Research Report on AI Foundation Models and Their Applications in Automotive Field, 2024-2025

Research on AI foundation models and automotive applications: reasoning, cost reduction, and explainability

Reasoning capabilities drive up the performance of foundation models.

Since the second half of 2024, foundation model companies inside and outside China have launched their reasoning models, and enhanced the ability of foundation models to handle complex tasks and make decisions independently by using reasoning frameworks like Chain-of-Thought (CoT).

The intensive releases of reasoning models aim to enhance the ability of foundation models to handle complex scenarios and lay the foundation for Agent application. In the automotive industry, improved reasoning capabilities of foundation models can address sore points in AI applications, for example, enhancing the intent recognition of cockpit assistants in complex semantics and improving the accuracy of spatiotemporal prediction in autonomous driving planning and decision.

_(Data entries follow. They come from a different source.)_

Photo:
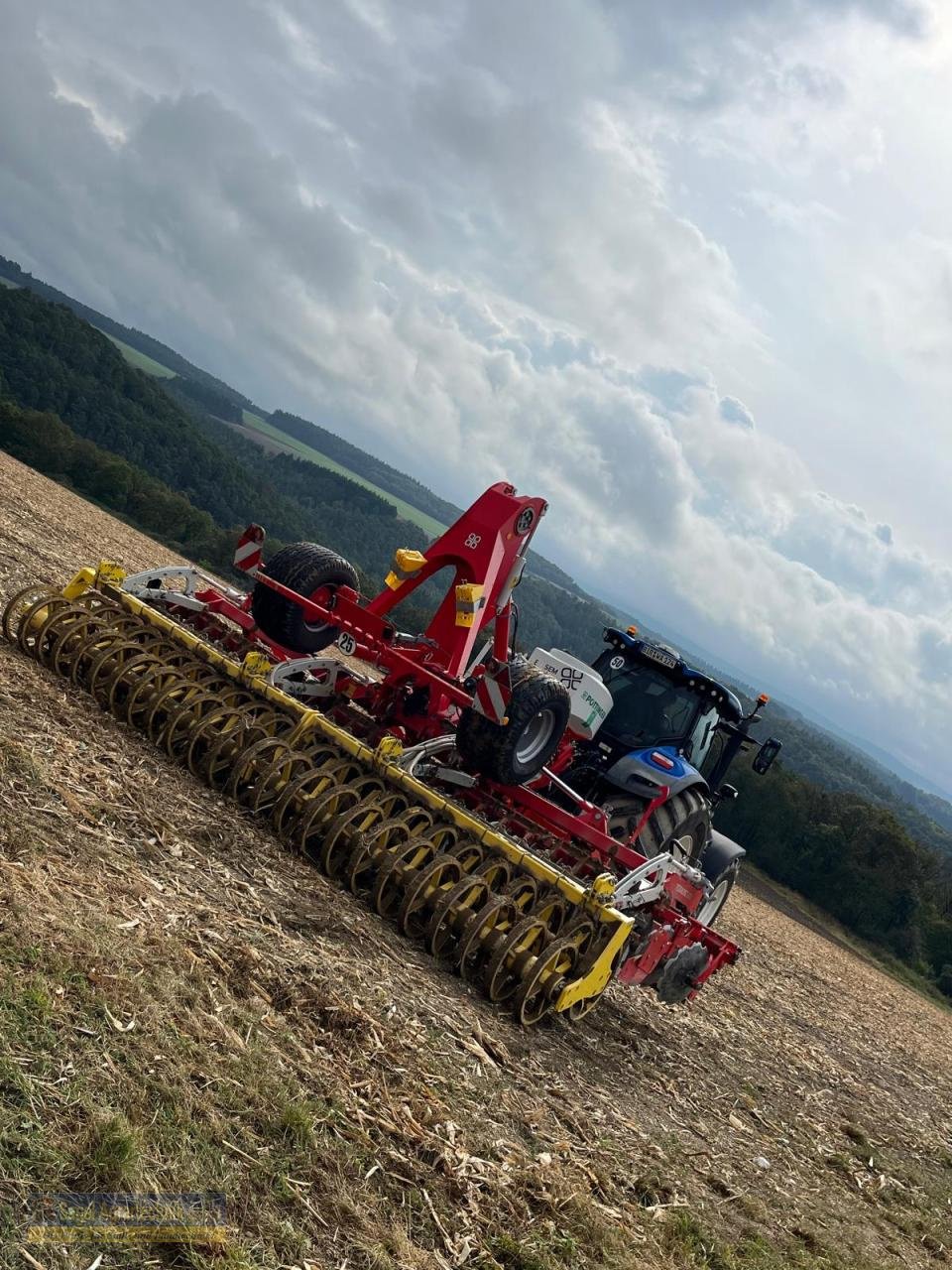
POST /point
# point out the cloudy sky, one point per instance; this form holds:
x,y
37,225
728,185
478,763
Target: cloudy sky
x,y
684,270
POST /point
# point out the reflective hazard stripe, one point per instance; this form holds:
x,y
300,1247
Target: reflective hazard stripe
x,y
490,698
248,553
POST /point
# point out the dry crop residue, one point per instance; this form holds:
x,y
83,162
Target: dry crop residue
x,y
184,1005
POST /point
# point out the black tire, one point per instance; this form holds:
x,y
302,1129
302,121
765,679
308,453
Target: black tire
x,y
304,568
684,816
515,752
722,885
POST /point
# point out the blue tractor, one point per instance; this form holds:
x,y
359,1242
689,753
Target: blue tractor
x,y
671,725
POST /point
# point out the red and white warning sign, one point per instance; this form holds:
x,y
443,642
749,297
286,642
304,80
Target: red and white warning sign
x,y
248,553
493,695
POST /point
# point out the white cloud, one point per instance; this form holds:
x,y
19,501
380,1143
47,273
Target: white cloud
x,y
462,239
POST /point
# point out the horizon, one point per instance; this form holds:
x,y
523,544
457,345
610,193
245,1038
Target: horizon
x,y
433,239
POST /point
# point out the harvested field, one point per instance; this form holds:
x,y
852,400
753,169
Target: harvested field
x,y
184,1005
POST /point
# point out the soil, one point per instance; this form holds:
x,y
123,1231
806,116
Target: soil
x,y
797,1112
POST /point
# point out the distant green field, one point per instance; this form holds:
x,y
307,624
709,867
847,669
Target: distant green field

In 2024, reasoning technologies of mainstream foundation models introduced in vehicles primarily revolved around CoT and its variants (e.g., Tree-of-Thought (ToT), Graph-of-Thought (GoT), Forest-of-Thought (FoT)), and combined with generative models (e.g., diffusion models), knowledge graphs, causal reasoning models, cumulative reasoning, and multimodal reasoning chains in different scenarios.

For example, the Modularized Thinking Language Model (MeTHanol) proposed by Geely allows foundation models to synthesize human thoughts to supervise the hidden layers of LLMs, and generates human-like thinking behaviors, enhances the thinking and reasoning capabilities of large language models, and improves explainability, by adapting to daily conversations and personalized prompts.

In 2025, the focus of reasoning technology will shift to multimodal reasoning. Common training technologies include instruction fine-tuning, multimodal context learning, and multimodal CoT (M-CoT), and are often enabled by combining multimodal fusion alignment and LLM reasoning technologies.

Explainability bridges trust between AI and users.

Before users experience the ""usefulness"" of AI, they need to trust it. In 2025, the explainability of AI systems therefore becomes a key factor in increasing the user base of automotive AI. This challenge can be addressed by demonstrating long CoT.

The explainability of AI systems can be achieved at three levels: data explainability, model explainability, and post-hoc explainability.

In Li Auto's case, its L3 autonomous driving uses ""AI reasoning visualization technology"" to intuitively present the thinking process of end-to-end + VLM models, covering the entire process from physical world perception input to driving decision outputted by the foundation model, enhancing users’ trust in intelligent driving systems.

In Li Auto's ""AI reasoning visualization technology"":
•Attention system displays traffic and environmental information perceived by the vehicle, evaluates the behavior of traffic participants in real-time video streams and uses heatmaps to display evaluated objects.
•End-to-end (E2E) model displays the thinking process behind driving trajectory output. The model thinks about different driving trajectories, presents 10 candidate output results, and finally adopts the most likely output result as the driving path.
•Vision language model (VLM) displays its perception, reasoning, and decision-making processes through dialogue.

Various reasoning models’ dialogue interfaces also employ a long CoT to break down the reasoning process as well. Examples include DeepSeek R1 which during conversations with users, first presents the decision at each node through a CoT and then provides explanations in natural language.

Additionally, most reasoning models, including Zhipu’s GLM-Zero-Preview, Alibaba’s QwQ-32B-Preview, and Skywork 4.0 o1, support demonstration of the long CoT reasoning process.
DeepSeek lowers the barrier to introduction of foundation models in vehicles, enabling both performance improvement and cost reduction.

Does the improvement in reasoning capabilities and overall performance mean higher costs? Not necessarily, as seen with DeepSeek's popularity. In early 2025, OEMs have started connecting to DeepSeek, primarily to enhance the comprehensive capabilities of vehicle foundation models as seen in specific applications.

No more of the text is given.